I didn't see this coming; I've become one of those people who writes letters to The Age. A couple of weeks back I wrote a letter in response to some nutbar who felt that touring a piano around the world would do 'more harm than good'. This week, I wrote in to respond to an article attacking Richard Dawkins (author of The God Delusion and The Selfish Gene) for being a 'fundamentalist atheist'. Unfortunately, my letter was not published but they printed a letter which made essentially the same points so I was happy. Here's my letter:

It’s hard being an Atheist. We can’t get tax exempt status if we want to start a charity, we get less holidays and one of the few things that all religious denominations are united on is that Atheism is completely wrong. But probably the worst part about being an Atheist is having the same fatuous arguments thrown at us again and again about how incredibly plausible an invisible, omniscient god is (Fundamentalism, religious or secular, gets us nowhere, Margaret Somerville, The Age 28/5). Ms. Somerville implies that the existence of a god is equally valid a proposition as a godless universe. There is no evidence for the existence of a god whatsoever (And which god is the author talking about? Jehovah? Allah?
Xenu?). For the last time, the burden of proof lies with the person who makes the extraordinary claims. Proving the absence of something is ostensibly impossible. Personally, I believe in the existence of a teapot that orbits the Earth. It cannot be detected by instruments on Earth because it is too small. Prove that the teapot doesn’t exist and I’ll convert to a religious sect of your choosing. I also take offence at Atheism being described as a religion. Religious people just know they are right, usually in the face of conflicting evidence. Atheists are people who have looked at the available evidence and have tried to reach the most rational conclusion. We don’t know we’re right, we just think that there is so little evidence for the claims made by any and all religions that we probably don’t need a god as part of our worldview. This is the exact opposite of a religious mindset. We don’t want to spread Atheism at the point of a gun; we want people to reach these conclusions themselves so that we can live in a society in which the dangerous myths of religion have gone the way of Zeus, Poseidon and Thor.

Saturday, May 26, 2007

Climate change is so hot right now

I couldn't help noticing a certain advertisement plastered over almost every tram in Melbourne that exhibited a brand of vacuousness usually unseen even in the particularly vacuous world of advertising.

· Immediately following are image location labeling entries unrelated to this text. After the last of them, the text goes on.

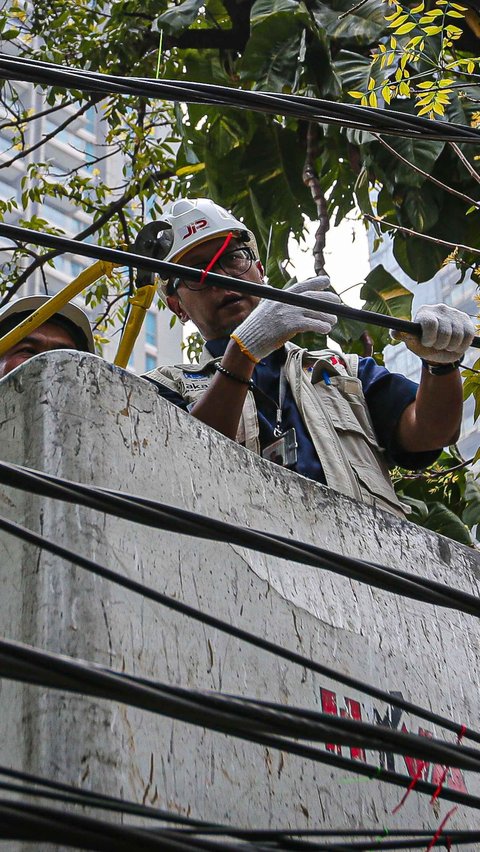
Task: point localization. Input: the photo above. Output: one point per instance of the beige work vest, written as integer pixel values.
(335, 414)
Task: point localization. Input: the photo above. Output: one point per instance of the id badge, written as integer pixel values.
(284, 450)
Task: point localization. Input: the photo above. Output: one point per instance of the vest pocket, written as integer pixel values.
(347, 410)
(380, 492)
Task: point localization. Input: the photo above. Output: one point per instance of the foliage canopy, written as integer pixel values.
(417, 57)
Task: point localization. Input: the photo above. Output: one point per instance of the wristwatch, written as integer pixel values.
(441, 369)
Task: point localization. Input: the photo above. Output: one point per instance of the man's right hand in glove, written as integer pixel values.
(271, 324)
(266, 329)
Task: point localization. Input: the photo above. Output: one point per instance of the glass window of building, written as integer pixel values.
(150, 362)
(151, 329)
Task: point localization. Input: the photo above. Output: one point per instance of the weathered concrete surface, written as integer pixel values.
(83, 419)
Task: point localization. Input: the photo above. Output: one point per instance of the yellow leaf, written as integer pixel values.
(405, 28)
(386, 94)
(190, 170)
(432, 30)
(424, 111)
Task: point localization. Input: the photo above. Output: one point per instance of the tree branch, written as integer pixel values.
(465, 162)
(48, 136)
(36, 115)
(425, 174)
(310, 179)
(110, 211)
(410, 232)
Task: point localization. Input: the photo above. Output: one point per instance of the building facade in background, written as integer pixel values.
(80, 147)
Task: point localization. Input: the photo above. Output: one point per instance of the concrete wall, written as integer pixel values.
(78, 417)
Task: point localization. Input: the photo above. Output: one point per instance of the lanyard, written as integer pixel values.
(278, 405)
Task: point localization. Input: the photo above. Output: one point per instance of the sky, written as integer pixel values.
(346, 259)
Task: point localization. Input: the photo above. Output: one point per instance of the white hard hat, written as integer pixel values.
(72, 315)
(197, 220)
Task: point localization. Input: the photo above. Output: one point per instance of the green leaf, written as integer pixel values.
(271, 55)
(383, 294)
(174, 20)
(421, 208)
(442, 520)
(422, 153)
(362, 25)
(471, 515)
(265, 8)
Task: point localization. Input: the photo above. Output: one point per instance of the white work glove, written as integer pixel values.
(271, 324)
(446, 334)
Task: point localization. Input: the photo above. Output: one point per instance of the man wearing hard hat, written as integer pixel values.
(336, 418)
(67, 329)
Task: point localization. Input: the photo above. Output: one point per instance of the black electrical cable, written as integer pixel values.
(38, 823)
(122, 258)
(173, 519)
(288, 839)
(244, 718)
(35, 823)
(243, 635)
(67, 794)
(351, 115)
(31, 665)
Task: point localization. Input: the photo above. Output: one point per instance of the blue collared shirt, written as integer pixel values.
(387, 395)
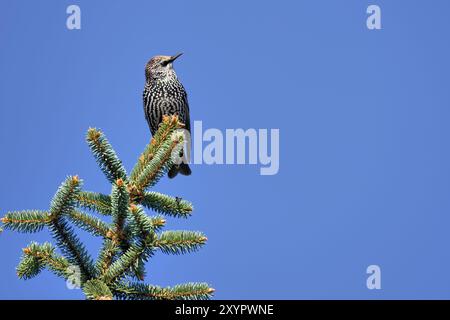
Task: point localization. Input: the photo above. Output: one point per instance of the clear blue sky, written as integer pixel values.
(363, 116)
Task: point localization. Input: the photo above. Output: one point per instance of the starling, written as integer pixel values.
(165, 95)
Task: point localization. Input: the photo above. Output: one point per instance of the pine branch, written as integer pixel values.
(72, 248)
(106, 256)
(142, 225)
(162, 160)
(61, 205)
(171, 206)
(26, 221)
(96, 202)
(97, 290)
(180, 242)
(120, 201)
(139, 291)
(105, 155)
(64, 199)
(165, 130)
(36, 257)
(130, 240)
(123, 264)
(89, 223)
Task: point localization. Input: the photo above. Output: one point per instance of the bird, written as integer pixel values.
(164, 95)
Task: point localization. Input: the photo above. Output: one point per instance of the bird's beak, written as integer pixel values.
(173, 58)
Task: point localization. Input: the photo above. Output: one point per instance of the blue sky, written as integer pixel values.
(363, 116)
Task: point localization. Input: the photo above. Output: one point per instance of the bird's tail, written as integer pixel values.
(182, 168)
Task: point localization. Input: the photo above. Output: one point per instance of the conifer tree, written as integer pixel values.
(131, 238)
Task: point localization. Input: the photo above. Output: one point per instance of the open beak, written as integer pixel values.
(173, 58)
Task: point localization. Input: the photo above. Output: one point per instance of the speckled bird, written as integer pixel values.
(165, 95)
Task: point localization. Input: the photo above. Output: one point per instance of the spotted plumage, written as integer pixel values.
(165, 95)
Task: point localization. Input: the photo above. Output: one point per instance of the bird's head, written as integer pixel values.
(160, 67)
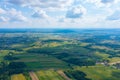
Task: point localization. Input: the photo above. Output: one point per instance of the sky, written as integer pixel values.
(59, 13)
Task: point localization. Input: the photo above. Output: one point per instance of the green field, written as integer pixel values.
(40, 61)
(18, 77)
(99, 72)
(49, 75)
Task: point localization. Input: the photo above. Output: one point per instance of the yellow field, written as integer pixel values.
(18, 77)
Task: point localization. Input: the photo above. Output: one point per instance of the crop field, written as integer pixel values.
(49, 75)
(40, 61)
(57, 55)
(100, 72)
(18, 77)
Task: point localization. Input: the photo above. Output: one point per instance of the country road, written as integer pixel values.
(33, 76)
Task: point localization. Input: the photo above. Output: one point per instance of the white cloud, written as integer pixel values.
(16, 15)
(114, 16)
(40, 14)
(4, 19)
(107, 1)
(46, 4)
(76, 12)
(12, 15)
(2, 11)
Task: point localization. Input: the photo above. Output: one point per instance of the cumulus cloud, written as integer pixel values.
(51, 4)
(40, 14)
(76, 12)
(16, 15)
(12, 15)
(114, 16)
(3, 19)
(107, 1)
(102, 3)
(2, 11)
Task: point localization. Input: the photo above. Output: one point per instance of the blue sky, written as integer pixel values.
(59, 13)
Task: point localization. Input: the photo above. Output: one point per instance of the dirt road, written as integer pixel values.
(33, 76)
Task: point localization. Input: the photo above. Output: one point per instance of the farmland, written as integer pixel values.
(60, 55)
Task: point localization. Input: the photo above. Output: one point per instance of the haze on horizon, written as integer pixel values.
(59, 13)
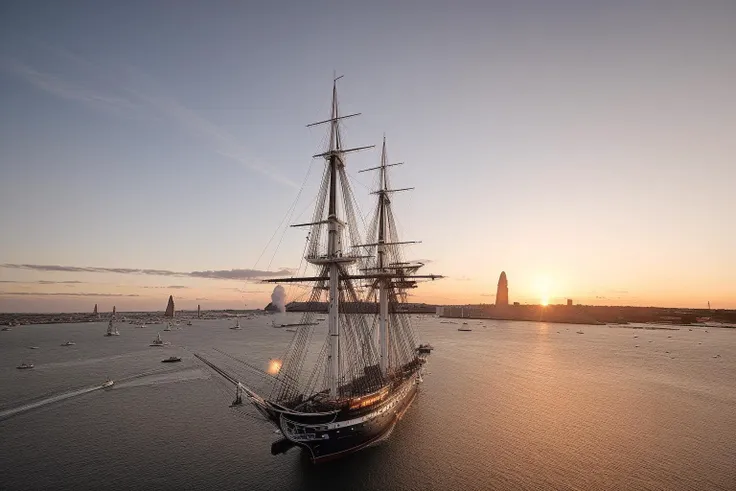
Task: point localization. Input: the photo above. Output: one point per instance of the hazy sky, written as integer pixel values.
(586, 148)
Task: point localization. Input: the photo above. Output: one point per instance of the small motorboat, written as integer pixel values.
(157, 341)
(425, 348)
(464, 327)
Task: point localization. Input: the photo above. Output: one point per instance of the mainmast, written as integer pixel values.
(333, 273)
(334, 260)
(383, 287)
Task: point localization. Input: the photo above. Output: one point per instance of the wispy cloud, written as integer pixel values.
(66, 89)
(42, 282)
(67, 294)
(174, 287)
(227, 274)
(129, 90)
(46, 282)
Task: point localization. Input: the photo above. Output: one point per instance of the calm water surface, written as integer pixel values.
(510, 405)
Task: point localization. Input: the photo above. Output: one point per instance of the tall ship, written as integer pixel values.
(170, 308)
(348, 393)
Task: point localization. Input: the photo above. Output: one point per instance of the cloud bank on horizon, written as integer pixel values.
(227, 274)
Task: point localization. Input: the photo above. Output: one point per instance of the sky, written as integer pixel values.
(153, 148)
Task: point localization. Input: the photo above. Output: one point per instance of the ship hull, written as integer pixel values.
(346, 436)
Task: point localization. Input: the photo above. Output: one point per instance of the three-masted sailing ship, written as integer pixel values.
(367, 371)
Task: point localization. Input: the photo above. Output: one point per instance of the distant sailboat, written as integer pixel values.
(112, 329)
(158, 341)
(170, 308)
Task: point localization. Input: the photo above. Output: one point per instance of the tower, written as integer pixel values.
(502, 293)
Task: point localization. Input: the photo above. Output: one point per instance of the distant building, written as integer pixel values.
(502, 293)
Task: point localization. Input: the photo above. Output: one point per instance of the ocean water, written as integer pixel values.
(510, 405)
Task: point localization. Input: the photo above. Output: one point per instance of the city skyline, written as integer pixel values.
(151, 150)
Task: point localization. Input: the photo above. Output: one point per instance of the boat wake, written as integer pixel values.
(7, 413)
(167, 377)
(152, 377)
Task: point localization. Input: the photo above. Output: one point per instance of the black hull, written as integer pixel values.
(345, 436)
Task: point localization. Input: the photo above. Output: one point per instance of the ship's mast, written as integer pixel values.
(334, 298)
(383, 288)
(334, 257)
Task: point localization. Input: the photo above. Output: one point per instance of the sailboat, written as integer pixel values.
(366, 374)
(157, 341)
(112, 329)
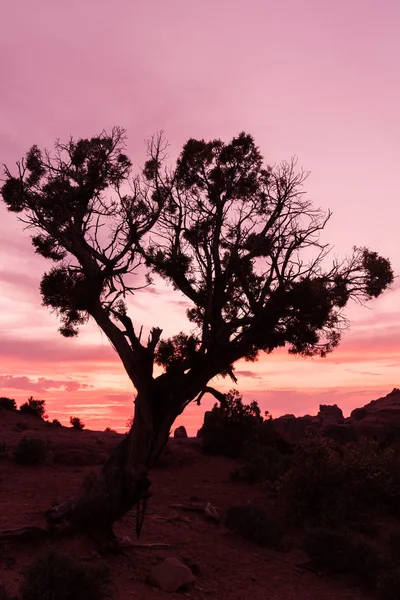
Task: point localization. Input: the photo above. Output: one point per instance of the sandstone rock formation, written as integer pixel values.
(180, 432)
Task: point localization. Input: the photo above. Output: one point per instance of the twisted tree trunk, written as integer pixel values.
(122, 482)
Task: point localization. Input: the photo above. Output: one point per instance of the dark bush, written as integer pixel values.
(7, 404)
(76, 423)
(255, 524)
(59, 577)
(389, 583)
(394, 546)
(329, 485)
(3, 452)
(5, 594)
(228, 425)
(33, 407)
(30, 451)
(341, 551)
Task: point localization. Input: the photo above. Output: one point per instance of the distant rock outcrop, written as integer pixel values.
(380, 420)
(180, 432)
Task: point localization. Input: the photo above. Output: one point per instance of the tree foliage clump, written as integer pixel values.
(33, 407)
(7, 404)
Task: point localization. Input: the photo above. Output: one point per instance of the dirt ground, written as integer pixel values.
(227, 567)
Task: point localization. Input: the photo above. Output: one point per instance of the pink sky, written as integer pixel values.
(315, 79)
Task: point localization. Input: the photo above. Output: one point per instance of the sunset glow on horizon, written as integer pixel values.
(310, 79)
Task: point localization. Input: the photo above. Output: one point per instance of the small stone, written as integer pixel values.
(211, 512)
(171, 575)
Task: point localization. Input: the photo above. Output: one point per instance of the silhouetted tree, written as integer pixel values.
(36, 408)
(239, 239)
(76, 423)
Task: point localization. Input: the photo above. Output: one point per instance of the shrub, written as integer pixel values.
(128, 425)
(21, 426)
(330, 485)
(254, 524)
(59, 577)
(30, 451)
(227, 426)
(343, 552)
(33, 407)
(76, 423)
(7, 404)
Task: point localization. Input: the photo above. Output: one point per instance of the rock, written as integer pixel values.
(211, 513)
(341, 433)
(380, 419)
(180, 432)
(171, 575)
(358, 413)
(330, 413)
(293, 429)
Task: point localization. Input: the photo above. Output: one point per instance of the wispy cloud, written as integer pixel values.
(250, 374)
(41, 384)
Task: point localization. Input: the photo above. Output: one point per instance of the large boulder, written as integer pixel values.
(180, 432)
(171, 575)
(331, 413)
(380, 419)
(342, 433)
(292, 428)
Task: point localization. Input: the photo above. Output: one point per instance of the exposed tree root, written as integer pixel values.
(25, 533)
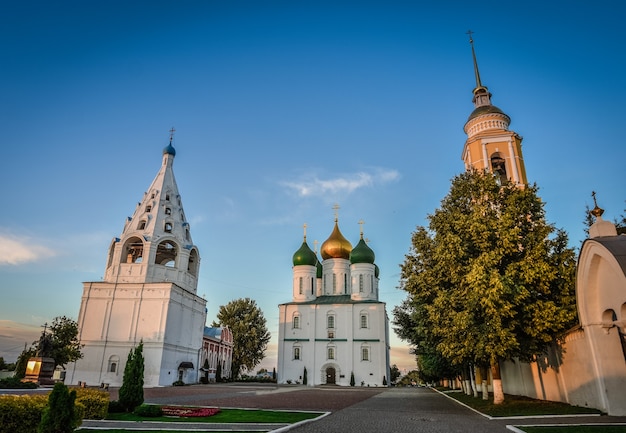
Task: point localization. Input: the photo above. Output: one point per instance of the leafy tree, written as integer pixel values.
(394, 373)
(22, 361)
(60, 342)
(250, 334)
(488, 280)
(60, 414)
(131, 391)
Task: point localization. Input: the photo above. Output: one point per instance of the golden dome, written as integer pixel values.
(336, 246)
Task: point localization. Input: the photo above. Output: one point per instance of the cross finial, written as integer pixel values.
(596, 211)
(336, 209)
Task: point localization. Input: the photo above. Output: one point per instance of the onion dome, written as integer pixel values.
(362, 253)
(304, 256)
(486, 109)
(336, 246)
(169, 150)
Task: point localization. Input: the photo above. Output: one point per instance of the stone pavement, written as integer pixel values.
(418, 410)
(356, 409)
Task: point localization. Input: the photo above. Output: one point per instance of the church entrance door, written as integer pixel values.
(330, 376)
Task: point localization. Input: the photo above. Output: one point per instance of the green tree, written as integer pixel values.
(488, 280)
(60, 414)
(250, 334)
(60, 342)
(22, 361)
(131, 391)
(394, 373)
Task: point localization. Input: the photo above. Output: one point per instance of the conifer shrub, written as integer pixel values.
(148, 410)
(94, 402)
(21, 413)
(131, 391)
(60, 415)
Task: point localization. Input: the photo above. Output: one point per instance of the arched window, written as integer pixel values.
(365, 353)
(114, 362)
(192, 266)
(330, 352)
(330, 321)
(167, 252)
(133, 251)
(296, 321)
(498, 167)
(363, 321)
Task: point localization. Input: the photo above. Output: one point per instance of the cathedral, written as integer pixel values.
(335, 331)
(148, 295)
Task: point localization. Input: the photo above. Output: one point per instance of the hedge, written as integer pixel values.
(22, 413)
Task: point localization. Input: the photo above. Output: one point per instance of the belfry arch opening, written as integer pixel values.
(498, 167)
(167, 251)
(132, 251)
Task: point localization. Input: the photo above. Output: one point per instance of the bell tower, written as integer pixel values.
(490, 145)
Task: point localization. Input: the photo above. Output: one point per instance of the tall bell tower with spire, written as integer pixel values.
(490, 145)
(148, 294)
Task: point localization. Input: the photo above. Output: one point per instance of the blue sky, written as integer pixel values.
(281, 109)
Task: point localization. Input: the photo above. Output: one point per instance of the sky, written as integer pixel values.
(281, 110)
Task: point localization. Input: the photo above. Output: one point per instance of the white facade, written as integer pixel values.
(148, 295)
(335, 327)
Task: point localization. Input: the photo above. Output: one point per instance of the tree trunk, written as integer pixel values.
(498, 392)
(483, 384)
(472, 370)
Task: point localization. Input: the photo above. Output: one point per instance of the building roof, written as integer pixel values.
(333, 299)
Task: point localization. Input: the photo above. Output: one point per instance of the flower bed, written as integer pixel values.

The offending advert features various androgynous clothes-horses lounging around in designer rags casually enjoying a planet with a drastically increased sea level and temperature. The caption coyly states that its clothes are 'global warming ready'. Presumably the ad is designed to appeal to people whose greatest concern for the future of this planet is the continuing availability of 'fashionable' clothes - the kind of demographic who only know the term 'global warming' at all because they accidentally overheard it on a news break during Big Brother Up Late. Climate change is a serious issue, not just some buzz word to be regarded in the same vein as the latest sitcom catchphrase ('Anthropogenic increase in the earth's average temperature? What the?'). I'm not saying that we have to be deathly serious (I do have a sense of humour - how hilarious was that 'what the?' gag in the last sentence?) but I fear that this sort of media simplification reflects attitudes that already exist in a large section of society. It's as if it's enough to just know these catchy little soundbites without actually understanding the underlying premise that they represent. It's like that guy at work who thinks he's making a very political joke when he makes fun of John Howard for being bald. Delve a little deeper into the issue. Don't be the kind of mindless shemp who sees these media contrivances and assumes that they might be saying something meaningful when they are in fact just superficially cashing in on issues with real relevance.